Actually he does know what he is talking about. This is from xseeed
You have to understand that most of the time (pretty much 99% of the time at this point, really), when the original Japanese voice-acting is removed from a game during localization, it's done out of necessity, NOT by choice. NO publisher is going to remove the original voice track if there exists an option to keep it -- there'd be no reason to, after all! But I speak from personal experience when I tell you that there are many, many times where publishers aren't given any choice in the matter whatsoever. Technical limitations and storage space aren't the only factors, either -- there's also that dreaded specter known as LICENSING. Sadly, everyone who's ever spoken a line of dialogue or sung a phrase of music in a video game signed a contract of some sort... and some of those contracts, ESPECIALLY in Japan, can be pretty draconian when you get down to the fine print. It's not at all uncommon for a Japanese voice-actor to record his/her voice for a game under the stipulation that it ONLY be used within the country of Japan, making it ILLEGAL to use those lines anywhere else in the world.
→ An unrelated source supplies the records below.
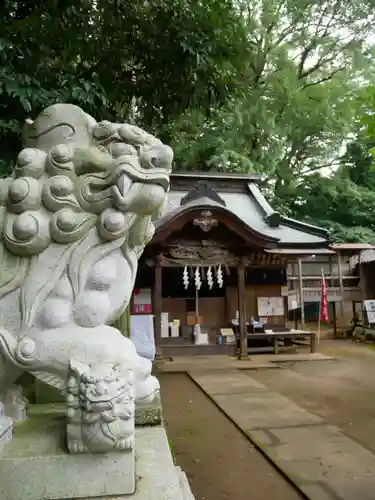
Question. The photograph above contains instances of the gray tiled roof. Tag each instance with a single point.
(252, 208)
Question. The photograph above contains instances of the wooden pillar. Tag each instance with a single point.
(157, 300)
(334, 320)
(339, 265)
(241, 289)
(301, 300)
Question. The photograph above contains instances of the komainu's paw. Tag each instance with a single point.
(125, 443)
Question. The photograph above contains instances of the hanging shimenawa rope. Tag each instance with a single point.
(199, 275)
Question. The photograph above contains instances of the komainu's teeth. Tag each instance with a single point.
(124, 184)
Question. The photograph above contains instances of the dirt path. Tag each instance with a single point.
(342, 391)
(221, 464)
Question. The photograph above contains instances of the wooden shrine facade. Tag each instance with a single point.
(218, 233)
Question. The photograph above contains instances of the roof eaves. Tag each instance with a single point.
(274, 218)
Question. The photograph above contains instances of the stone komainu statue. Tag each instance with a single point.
(75, 216)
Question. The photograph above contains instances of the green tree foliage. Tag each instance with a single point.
(110, 56)
(343, 202)
(249, 85)
(298, 93)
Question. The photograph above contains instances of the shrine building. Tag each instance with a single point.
(221, 258)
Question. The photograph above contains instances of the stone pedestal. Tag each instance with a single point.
(15, 404)
(35, 465)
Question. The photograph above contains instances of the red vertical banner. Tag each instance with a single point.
(324, 302)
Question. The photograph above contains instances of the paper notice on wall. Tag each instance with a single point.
(142, 334)
(142, 302)
(270, 306)
(292, 302)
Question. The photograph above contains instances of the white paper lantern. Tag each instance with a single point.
(185, 278)
(198, 281)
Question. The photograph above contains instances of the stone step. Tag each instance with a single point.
(184, 483)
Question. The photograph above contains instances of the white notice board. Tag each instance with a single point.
(370, 310)
(270, 306)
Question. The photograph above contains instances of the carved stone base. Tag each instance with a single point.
(149, 414)
(34, 465)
I'm not able to comment as to whether or not this is the reason we've removed Japanese voice tracks from some of our past titles, but I can give a relatively well-known example from the world of anime: Kodocha. When that show was brought to the U.S. by The Right Stuf, there were major licensing problems associated with the first opening theme, "19 O'Clock News" by the band Tokio. Not only was that song originally used as the opening theme for episodes 1-51 of the show, but Tokio's lead singer Mamo made a cameo appearance in episode 1 as himself, exchanging a few lines of dialogue with the series' main character Sana. And when the show was brought over to North America, absolutely NONE of that could be used due to licensing issues. Not only did Right Stuf have to substitute the second opening theme (originally used in episodes 52-102 of the anime) in place of the first, but they had to bleep out all of Mamo's lines from the Japanese language track on the DVD.
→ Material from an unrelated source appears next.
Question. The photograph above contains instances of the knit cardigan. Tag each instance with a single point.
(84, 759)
Heres another source : At Bandai-Namco’s Pre-Tokyo Game Show press event in Japan yesterday, Tales of Zestiria’s producer Hideo Baba spoke a bit to us about the game’s upcoming Western release and highlighted how it will retain its original Japanese voice track for those who would rather listen to it than the English one.

This marks the second time ever that a Tales game has been released in the West with both voice tracks (the first was the Tales of Symphonia HD remaster collection which came out in early 2014).

When asked why other past Tales games haven’t included both voice tracks, Baba explained that licensing problems related to the voice actors’ performances prevented releasing the Japanese voice track abroad—not surprising given the popularity (and money making prowess) of voice actors in Japan.